Like other stream processors, RisingWave supports:

  • Ingestion: Ingest millions of events per second from streaming and batch sources.
  • Stream processing: Perform real-time incremental processing to join and analyze live data with historical tables.
  • Delivery: Deliver fresh, consistent results to data lakes (e.g., Apache Iceberg) or any destination.

But RisingWave does more. It provides both online and offline storage:

  • Online serving: Row-based storage for ad-hoc point/range queries with single-digit millisecond latency.
  • Offline persistence: Apache Iceberg-based storage that persists streaming data at low cost, enabling open access by other query engines.

Key design decisions

RisingWave is built for ease of use and cost efficiency.

PostgreSQL compatibility

RisingWave is wire-compatible with PostgreSQL, enabling:

  • Expressive SQL: Supports structured, semi-structured, and unstructured data with a familiar SQL dialect.
  • Seamless integration: Works with psql, JDBC, and any PostgreSQL-compatible tool via the PostgreSQL wire protocol.
  • No manual state tuning: Eliminates the need for complex state management configurations.

S3 as primary storage

RisingWave stores tables, materialized views, and internal states of stream processing jobs in S3 (or equivalent object storage), providing:

  • High performance: Optimized for complex queries, including joins and time windowing.
  • Fast recovery: Restores from system failures within seconds.
  • Dynamic scaling: Instantly adjusts resources to handle workload spikes.

Pluggable disk cache

Beyond caching hot data in memory, RisingWave supports pluggable disk cache, leveraging local disks or EBS for efficient data caching.

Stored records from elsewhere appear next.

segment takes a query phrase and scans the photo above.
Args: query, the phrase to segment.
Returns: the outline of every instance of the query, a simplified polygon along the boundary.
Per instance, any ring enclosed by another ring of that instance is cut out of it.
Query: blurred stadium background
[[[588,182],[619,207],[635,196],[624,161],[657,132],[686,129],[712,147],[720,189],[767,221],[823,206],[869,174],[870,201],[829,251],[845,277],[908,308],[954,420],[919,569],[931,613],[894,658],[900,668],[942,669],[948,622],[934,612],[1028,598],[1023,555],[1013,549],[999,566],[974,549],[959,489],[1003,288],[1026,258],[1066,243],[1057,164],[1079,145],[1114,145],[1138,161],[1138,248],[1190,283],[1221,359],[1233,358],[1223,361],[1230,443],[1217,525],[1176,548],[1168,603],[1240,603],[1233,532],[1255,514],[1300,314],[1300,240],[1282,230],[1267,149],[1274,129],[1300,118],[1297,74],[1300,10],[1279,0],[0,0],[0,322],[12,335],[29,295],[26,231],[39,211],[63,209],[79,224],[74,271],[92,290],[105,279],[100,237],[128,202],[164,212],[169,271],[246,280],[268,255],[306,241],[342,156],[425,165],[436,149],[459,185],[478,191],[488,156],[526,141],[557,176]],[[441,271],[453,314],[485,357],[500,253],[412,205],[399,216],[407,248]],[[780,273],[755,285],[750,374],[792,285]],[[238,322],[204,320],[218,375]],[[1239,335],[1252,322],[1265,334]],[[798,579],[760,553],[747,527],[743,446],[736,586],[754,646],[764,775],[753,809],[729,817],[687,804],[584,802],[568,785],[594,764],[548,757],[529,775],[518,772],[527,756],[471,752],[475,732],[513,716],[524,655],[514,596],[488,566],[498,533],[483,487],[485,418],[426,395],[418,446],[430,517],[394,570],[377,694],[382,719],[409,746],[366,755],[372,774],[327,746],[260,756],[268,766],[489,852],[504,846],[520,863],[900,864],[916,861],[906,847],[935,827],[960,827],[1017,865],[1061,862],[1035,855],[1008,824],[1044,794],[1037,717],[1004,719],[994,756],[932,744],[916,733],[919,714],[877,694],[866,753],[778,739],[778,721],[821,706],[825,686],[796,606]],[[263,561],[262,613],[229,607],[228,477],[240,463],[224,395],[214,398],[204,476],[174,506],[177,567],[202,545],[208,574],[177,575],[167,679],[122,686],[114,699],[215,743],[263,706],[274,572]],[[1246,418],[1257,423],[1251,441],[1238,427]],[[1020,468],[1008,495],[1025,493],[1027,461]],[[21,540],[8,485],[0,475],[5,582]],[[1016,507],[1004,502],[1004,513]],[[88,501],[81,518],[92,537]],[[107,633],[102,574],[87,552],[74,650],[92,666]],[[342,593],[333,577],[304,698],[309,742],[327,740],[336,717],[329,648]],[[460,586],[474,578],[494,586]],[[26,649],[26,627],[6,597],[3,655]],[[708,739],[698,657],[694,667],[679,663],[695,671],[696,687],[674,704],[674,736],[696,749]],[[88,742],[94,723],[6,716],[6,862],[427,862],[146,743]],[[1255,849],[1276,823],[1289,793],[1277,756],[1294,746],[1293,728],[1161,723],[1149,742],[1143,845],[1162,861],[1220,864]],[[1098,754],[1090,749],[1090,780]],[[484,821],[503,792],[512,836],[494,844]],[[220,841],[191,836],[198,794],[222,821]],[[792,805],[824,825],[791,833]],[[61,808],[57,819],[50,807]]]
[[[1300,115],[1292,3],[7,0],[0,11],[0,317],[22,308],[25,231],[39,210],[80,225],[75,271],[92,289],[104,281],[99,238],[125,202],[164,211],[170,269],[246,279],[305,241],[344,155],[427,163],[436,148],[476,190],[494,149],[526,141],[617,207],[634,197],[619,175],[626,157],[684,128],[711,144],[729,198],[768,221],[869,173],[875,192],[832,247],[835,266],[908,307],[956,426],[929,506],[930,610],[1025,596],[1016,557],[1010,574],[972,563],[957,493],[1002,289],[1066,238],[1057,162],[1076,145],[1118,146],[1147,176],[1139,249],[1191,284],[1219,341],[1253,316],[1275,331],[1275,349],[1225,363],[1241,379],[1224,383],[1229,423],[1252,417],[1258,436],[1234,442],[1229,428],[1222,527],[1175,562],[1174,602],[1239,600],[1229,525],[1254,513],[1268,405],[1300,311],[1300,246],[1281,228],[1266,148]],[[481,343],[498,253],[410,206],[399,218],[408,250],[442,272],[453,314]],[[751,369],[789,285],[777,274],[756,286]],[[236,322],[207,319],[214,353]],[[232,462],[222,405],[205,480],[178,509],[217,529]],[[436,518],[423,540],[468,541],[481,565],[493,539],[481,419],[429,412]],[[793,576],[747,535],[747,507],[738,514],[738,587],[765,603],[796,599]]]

In what use cases does RisingWave excel?

RisingWave is particularly effective for the following use cases:

  • Streaming analytics: Achieve sub-second data freshness in live dashboards, ideal for high-stakes scenarios like stock trading, sports betting, and IoT monitoring.
  • Event-driven applications: Develop sophisticated monitoring and alerting systems for critical applications such as fraud and anomaly detection.
  • Real-time data enrichment: Continuously ingest data from diverse sources, conduct real-time data enrichment, and efficiently deliver the results to downstream systems.
  • Feature engineering: Transform batch and streaming data into features in your machine learning models using a unified codebase, ensuring seamless integration and consistency.

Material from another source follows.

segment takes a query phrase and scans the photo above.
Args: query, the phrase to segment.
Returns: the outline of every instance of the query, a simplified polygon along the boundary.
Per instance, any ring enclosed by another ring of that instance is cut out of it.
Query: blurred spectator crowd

Comparing RisingWave with other systems

RisingWave is not simply an “alternative” to any existing product, but it is often compared with stream processors, analytical databases, and operational databases.

Stream processors

Stream processors like ksqlDB, Spark Structured Streaming, and Flink SQL are frequently compared to RisingWave. While these systems have their strengths, RisingWave offers an exceptionally simple, PostgreSQL-style user experience, and eliminates the need for manual state management. It excels in:

  • Handling complex queries like joins, aggregations, and time windows with high performance.
  • Transparent dynamic scaling, allowing for scaling in and out within seconds rather than minutes or hours.
  • Instant failure recovery, where RisingWave recovers in seconds rather than minutes or hours.

Additionally, RisingWave greatly simplifies overall architecture, see How does RisingWave simplify your event-driven architecture?. However, compared to these stream processors, RisingWave does not offer low-level Java and Scala APIs, but compensates by offering various language UDFs and SDKs.

Analytical databases

Modern analytical databases, such as ClickHouse with materialized views, Snowflake with dynamic tables, BigQuery with continuous queries, and Databricks with Delta Live Tables, offer continuous processing capabilities. RisingWave surpasses these solutions in continuous processing by:

  • Offering a rich feature set for stream processing, including time windowing, watermarks, and more.
  • Being particularly optimized for handling complex streaming joins.
  • Allowing data ingestion from and delivery to any system, without locking you into a specific ecosystem.

Moreover, RisingWave’s transparent dynamic scaling and instant failure recovery mechanisms are superior to other analytical databases.

However, RisingWave does not feature columnar storage. If your workloads mostly involve ad-hoc, long-range scans rather than predefined queries, an analytical database might be a better fit.

Operational databases

RisingWave is PostgreSQL wire-compatible, enabling seamless integration with most tools in the PostgreSQL ecosystem. RisingWave is designed specifically for storing and processing streaming data, making it particularly well-suited for managing metrics and events rather than transactional data.

Note that RisingWave does not use the PostgreSQL engine internally, which results in certain PostgreSQL tools not being supported. Additionally, RisingWave does not support read-write transactions.

How does RisingWave simplify your event-driven architecture?

RisingWave aims to help simplify event-driven architecture. You can think of RisingWave as a unified system that combines event streaming, stream processing, storage, and serving capabilities. Developers can express intricate stream-processing logic through cascaded materialized views. Additionally, it allows users to persist data directly within the system, eliminating the need to deliver results to external databases for storage and query serving.